I agree with the general attitude of this read and see it as a call for black men to revamp most of what we’ve held as articles of manhood. It’s a fairly primal thing for a man to be the “provider”. For a woman to have more financial power, she has the ability to “take care of” the unit, in the traditional sense, better than we can.

However I don’t necessarily agree with thespookwhosatbythedoor comment about black men not feeling that they should have to fulfill the emotional side of a relationship. Any man that has spent any serious time with a woman knows that being an emotional anchor is part of the whole package. And denying a woman that emotional foundation will send her packing her bags more so than even money.

Here’s my angle; both the man and the woman have their separate roles that, when understood, make a relationship whole, fulfilled, and balanced. If the woman is making more money than the man, the man is still the head of the household with major money decisions ultimately determined by him WITH (NOT WITHOUT) the wisdom and guidance of the woman I just believe that that is how God intended for it to be (anybody remember when God said “…it’s not good for man to be alone.”?). . I’ve heard women disagree with this, but to this day, I STILL haven’t met a single women that wants to have to wear both the pants AND the skirt.

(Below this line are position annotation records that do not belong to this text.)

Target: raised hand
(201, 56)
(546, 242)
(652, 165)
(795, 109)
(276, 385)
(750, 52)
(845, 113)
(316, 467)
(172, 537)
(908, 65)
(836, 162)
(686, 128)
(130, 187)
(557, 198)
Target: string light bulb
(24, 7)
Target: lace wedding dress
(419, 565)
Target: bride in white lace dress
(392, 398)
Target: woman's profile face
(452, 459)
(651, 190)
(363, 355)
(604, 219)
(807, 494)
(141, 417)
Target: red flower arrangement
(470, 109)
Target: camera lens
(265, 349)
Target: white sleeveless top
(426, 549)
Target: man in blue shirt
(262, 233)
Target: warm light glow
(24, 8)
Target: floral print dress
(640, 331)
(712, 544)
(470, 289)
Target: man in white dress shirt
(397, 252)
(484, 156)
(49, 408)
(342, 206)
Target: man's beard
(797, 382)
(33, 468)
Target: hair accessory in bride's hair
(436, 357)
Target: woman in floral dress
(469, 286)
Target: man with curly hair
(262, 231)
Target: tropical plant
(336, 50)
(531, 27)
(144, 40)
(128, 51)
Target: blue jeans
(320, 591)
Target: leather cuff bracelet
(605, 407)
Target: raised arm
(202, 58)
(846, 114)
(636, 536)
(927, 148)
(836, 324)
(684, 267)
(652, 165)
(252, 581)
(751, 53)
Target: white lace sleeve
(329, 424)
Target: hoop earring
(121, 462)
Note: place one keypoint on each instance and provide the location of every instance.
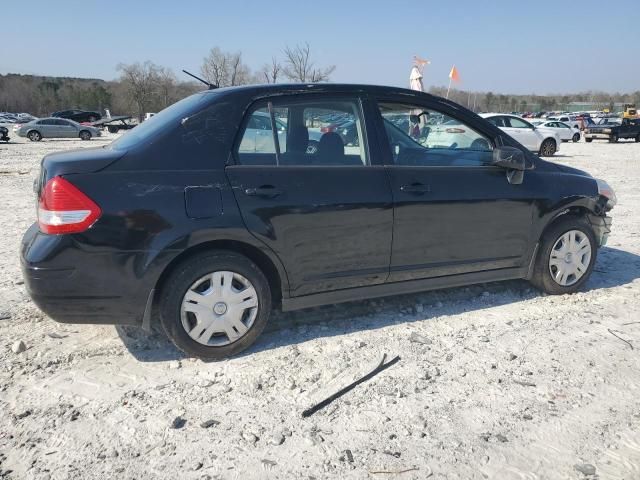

From a historical standpoint this is the model that these statistics date back to. Now, if you’ve got a good, smart, & spiritual woman then she’ll understand these dynamics coming in to the relationship. Knowing that to set this order off would be inserting an unbalanced element & an uneven yoke that would more than likely set the relationship on a path of destructive behavior leading to it’s demise. No more than if a man were to insert female or maternal behavior into a relationship.

Earning potential in & of itself does NOT validate manhood. If your manhood hasn’t been validated by the time you get married, then you’re not ready for marriage.

Anonymous said...

You know what's depressing? No matter how many studies are published and no matter how many black Americans profess to want a change, for some reason it seems beyond our grasp. Whether it's the low marriage rate, the plight of black men, Katrina recovery efforts, or any other major issue of concern for black people, it seems as if we just can't get it together long enough to make a positive change.

That's more depressing than any of the statistics, in my opinion.